Jackson moonlights (or morninglights?) as an ordained minister, though his talks with his team are anything but preachy. He's a man resolute in his hoops convictions, yet he conveys them with surprising grace for a former player revered for his hard-nosed style. There's a balance in coaching professional athletes that Jackson already understands better than most. His is a position of authority, but one born of a mutual respect between an empowering coach and the players he tends.
The trust in that bond is what gives these Warriors their fundamental zeal, though Jackson's own development as a tactician has been crucial to their ascent.
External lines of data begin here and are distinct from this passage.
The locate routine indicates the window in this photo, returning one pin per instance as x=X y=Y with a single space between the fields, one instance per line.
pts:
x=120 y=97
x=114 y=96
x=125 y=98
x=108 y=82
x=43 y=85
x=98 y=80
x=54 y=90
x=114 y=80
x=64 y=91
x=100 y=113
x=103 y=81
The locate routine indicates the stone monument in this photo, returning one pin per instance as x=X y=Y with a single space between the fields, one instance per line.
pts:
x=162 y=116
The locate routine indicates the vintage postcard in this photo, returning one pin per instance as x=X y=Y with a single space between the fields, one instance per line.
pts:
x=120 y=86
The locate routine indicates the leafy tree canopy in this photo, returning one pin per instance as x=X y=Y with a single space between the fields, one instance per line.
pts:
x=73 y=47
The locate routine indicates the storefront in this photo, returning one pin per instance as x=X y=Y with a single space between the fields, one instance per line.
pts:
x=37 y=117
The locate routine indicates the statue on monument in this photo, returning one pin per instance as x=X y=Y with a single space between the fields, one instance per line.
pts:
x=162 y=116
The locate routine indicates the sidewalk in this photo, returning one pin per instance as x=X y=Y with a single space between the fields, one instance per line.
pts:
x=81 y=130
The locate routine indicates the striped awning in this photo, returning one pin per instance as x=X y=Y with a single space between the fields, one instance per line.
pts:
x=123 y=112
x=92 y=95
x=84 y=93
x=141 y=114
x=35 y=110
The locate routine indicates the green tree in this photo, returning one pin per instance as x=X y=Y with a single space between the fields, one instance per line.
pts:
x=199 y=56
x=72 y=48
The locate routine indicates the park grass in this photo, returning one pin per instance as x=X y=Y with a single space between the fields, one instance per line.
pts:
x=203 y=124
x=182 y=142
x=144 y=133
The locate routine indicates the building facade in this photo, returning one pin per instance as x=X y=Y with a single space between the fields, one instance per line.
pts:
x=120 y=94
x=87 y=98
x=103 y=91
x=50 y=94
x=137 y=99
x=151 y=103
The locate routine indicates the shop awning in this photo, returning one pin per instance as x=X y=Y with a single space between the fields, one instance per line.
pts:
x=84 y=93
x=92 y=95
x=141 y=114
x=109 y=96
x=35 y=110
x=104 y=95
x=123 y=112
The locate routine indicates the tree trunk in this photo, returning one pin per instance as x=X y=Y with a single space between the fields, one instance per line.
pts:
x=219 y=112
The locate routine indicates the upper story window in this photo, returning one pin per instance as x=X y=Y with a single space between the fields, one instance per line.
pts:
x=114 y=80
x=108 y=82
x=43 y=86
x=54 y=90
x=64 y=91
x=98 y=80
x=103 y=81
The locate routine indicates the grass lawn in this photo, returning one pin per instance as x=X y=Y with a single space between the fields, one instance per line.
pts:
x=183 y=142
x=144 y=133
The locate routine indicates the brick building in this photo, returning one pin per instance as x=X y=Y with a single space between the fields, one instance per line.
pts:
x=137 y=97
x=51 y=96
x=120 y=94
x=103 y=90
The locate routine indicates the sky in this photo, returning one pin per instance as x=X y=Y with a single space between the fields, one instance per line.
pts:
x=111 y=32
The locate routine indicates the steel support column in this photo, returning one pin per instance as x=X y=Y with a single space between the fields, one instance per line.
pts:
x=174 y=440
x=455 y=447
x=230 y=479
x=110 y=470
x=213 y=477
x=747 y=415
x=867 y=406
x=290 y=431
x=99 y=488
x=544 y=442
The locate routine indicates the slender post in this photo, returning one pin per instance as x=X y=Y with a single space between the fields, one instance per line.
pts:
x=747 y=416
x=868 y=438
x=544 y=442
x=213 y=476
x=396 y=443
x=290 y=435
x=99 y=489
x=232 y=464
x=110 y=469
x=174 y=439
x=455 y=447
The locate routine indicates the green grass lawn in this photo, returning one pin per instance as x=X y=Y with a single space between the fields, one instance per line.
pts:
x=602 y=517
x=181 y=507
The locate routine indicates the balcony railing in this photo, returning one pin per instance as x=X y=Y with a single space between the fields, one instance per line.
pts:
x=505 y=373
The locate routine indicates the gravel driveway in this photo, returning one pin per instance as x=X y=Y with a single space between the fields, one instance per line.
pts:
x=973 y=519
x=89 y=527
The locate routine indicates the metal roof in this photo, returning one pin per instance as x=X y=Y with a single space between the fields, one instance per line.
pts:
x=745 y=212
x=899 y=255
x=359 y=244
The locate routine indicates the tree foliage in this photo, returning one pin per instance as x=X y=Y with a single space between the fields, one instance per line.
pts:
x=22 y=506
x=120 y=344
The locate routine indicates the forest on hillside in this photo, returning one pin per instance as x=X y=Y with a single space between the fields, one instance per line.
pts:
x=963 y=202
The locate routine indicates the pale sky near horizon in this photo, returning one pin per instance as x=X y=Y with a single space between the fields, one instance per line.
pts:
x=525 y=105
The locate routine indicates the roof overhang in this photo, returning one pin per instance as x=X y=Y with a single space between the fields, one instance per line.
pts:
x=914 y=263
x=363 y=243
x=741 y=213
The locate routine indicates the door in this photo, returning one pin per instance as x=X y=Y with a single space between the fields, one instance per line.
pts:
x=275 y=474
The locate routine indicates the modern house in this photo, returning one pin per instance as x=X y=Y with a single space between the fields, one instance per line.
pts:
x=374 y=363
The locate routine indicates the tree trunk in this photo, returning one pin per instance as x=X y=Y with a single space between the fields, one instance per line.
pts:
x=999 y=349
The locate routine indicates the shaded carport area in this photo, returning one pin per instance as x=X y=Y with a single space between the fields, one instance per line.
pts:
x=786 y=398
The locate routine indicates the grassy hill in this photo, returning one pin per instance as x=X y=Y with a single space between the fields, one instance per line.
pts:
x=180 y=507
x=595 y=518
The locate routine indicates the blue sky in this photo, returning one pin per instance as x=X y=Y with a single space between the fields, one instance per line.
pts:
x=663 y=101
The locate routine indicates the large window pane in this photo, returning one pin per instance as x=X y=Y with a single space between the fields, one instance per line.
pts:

A way with words is ultimately just a medium for what's actually being said. In the case of Jackson's first season as coach, that message included exploitable pick-and-roll coverage, bland offensive design and head-scratching bits of in-game decision making. He was learning on the job—his first as a head coach at any level—which has become even more apparent now that we've seen the fruits of his labor.
Where some coaches might have panicked after losing an offensive piece as pivotal as All-Star forward David Lee, Jackson gently tweaked his strategy: spacing the floor with shooters, counting on Bogut to offset the rebounding and playmaking lost, and leaning on reserve forward Carl Landry to provide spot scoring. Even when Curry started cooking, Jackson didn't allow his team to rely on his heat-check shooting; instead, Golden State continued to run its offense while accounting for the fact that Curry was on fire. The high pick-and-rolls moved higher and higher, to the point where Curry could step around that single screen and into an open three-pointer—an impossible attempt for most opposing big men to contest. The other Warriors played off Curry by making hard cuts to the rim. Together they stretched the frenetic Nuggets and the well-trained Spurs to their respective defensive limits. Defensively Golden State was 14th in points per 100 possessions—its first finish in the top half of the league in 14 years.
All of which goes to explain why Jackson's engaging his Warriors at the center of a huddle is one of the most enduring images of this year's playoffs, and why his words from within those huddles are as indelible an NBA sound bite as you're likely to find. Most gatherings of this kind come with benchwarmers scattered on the fringes, staring into space or inattentively glancing up at the jumbotron. But the chemistry of this team is too strong, as is the fellowship that a truly influential coach's leadership inspires. When Jackson speaks, the Warriors listen. And now, more than ever, Jackson is speaking tactical truths from a truly thoughtful perspective, and guiding a team of believers to be the best version of their basketball selves.